Three states — Hawaii, Illinois, and Maryland — consider credit checks on managers or supervisors to be “substantially related” to employment, but the commonality ends there. Illinois’ law applies only to managers whose job involves “setting the direction or control of the business.” Maryland’s law appears to sweep more broadly, applying not only to those with authority over the business but also to those with authority over “a department, division, unit, or agency of a business.” Hawaii’s similar exception is even more expansive, encompassing not only the direction setters included in the Illinois and Maryland laws, but also those who have authority to “hire, transfer, suspend, lay off, recall, discharge, assign, reward, or discipline other employees” as well as those who “adjust grievances.”

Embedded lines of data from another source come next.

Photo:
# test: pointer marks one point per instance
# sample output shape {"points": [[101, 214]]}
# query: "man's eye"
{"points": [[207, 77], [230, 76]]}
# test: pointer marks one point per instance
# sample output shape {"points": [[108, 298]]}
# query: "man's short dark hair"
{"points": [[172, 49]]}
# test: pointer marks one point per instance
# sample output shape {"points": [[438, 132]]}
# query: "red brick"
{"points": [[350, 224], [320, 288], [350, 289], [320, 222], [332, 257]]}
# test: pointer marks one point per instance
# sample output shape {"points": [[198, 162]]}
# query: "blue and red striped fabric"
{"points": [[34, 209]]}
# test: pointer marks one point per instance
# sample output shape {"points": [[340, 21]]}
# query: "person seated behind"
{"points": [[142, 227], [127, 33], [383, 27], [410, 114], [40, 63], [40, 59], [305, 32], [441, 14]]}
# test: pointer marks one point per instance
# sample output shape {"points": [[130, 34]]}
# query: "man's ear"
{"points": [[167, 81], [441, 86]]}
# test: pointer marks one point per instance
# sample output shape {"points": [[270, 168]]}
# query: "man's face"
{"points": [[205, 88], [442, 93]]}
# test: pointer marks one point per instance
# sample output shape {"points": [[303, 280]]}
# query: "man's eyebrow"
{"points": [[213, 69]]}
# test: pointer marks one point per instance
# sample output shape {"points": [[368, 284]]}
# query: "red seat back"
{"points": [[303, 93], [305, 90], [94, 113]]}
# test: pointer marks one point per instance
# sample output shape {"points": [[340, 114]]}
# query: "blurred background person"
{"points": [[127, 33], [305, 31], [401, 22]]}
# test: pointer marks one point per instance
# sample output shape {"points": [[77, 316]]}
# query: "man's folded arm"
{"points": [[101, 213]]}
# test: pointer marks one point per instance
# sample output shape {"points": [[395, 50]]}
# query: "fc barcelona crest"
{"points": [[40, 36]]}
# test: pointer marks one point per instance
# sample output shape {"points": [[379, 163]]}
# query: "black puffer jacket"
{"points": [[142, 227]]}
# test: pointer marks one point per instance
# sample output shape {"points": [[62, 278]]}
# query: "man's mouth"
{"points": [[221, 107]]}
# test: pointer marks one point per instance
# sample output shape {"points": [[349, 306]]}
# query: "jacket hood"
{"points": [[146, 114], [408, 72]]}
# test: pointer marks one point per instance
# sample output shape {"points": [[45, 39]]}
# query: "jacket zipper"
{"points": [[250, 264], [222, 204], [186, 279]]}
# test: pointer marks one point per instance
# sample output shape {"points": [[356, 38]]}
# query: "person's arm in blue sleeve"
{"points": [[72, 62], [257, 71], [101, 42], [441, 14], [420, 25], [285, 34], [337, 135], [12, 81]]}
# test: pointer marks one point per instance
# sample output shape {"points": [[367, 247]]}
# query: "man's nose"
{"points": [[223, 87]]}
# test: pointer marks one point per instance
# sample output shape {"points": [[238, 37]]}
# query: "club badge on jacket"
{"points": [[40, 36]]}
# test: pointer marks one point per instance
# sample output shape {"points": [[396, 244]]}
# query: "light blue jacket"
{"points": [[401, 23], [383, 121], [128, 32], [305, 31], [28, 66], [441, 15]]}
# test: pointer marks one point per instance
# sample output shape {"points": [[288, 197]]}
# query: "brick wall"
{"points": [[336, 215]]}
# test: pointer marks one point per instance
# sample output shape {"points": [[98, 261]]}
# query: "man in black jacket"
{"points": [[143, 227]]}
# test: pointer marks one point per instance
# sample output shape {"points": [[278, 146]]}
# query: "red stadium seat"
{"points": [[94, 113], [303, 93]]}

As a third example, only Maryland and Illinois define “substantially related” to include positions that involve access to certain categories of sensitive information, but those categories differ between the two states. Maryland’s law includes the “personal information ... of a customer, employee, or employer,” whereas Illinois’ law includes “sensitive information of a customer or client of the employing organization,” but not of an employee. In addition, Maryland defines “personal information” to mean Social Security number, driver’s license number, financial account number, or Taxpayer Identification Number. By contrast, Illinois defines “sensitive information” to mean information that “the employer entrusts only to managers and a select few employees; or that is stored in some repositories not accessible by the public or low-level employees.” Similarly, both laws define “substantially related’ to encompass positions involving access to trade secrets and other confidential business information, but the two laws define “trade secrets” and “confidential business information” differently.

Not surprisingly, there also is no consistency among these laws in terms of their remedial schemes. Maryland’s law appears to permit only the filing of an administrative complaint and the imposition of a $500 penalty for the first violation and a $2,500 penalty for repeat violations. The remaining four states permit individuals to file an action in court. However, in Hawaii and Oregon, monetary damages are limited to no more than two years’ back pay, whereas Illinois and Washington permit an award of all actual damages caused by the violation.

Starting to pull your hair out? Just wait until a few of the pending bills are enacted into law. Although no one can predict exactly what those laws will provide, they ineluctably will broaden and deepen the credit check quagmire that Hawaii, Illinois, Maryland, Oregon, and Washington already have managed to create. Perhaps intentionally, the states are effectively forcing multi-state, and especially national, employers to address the fundamental question: Do the benefits of credit checks for employment purposes warrant the compliance burden? Given the difficulty of effectively using credit checks for employment purposes – as explained in our article entitled, “Incipient Legislative Trend Toward ‘Credit Privacy’ Compels Restraint in the Use of Credit Checks for Employment Purposes,” (pdf) BNA's Privacy & Security Law Report, Vol. 9, No. 27, (July 5, 2010) – for many employers the answer likely will be “no.”

Information contained in this publication is intended for informational purposes only and does not constitute legal advice or opinion, nor is it a substitute for the professional judgment of an attorney.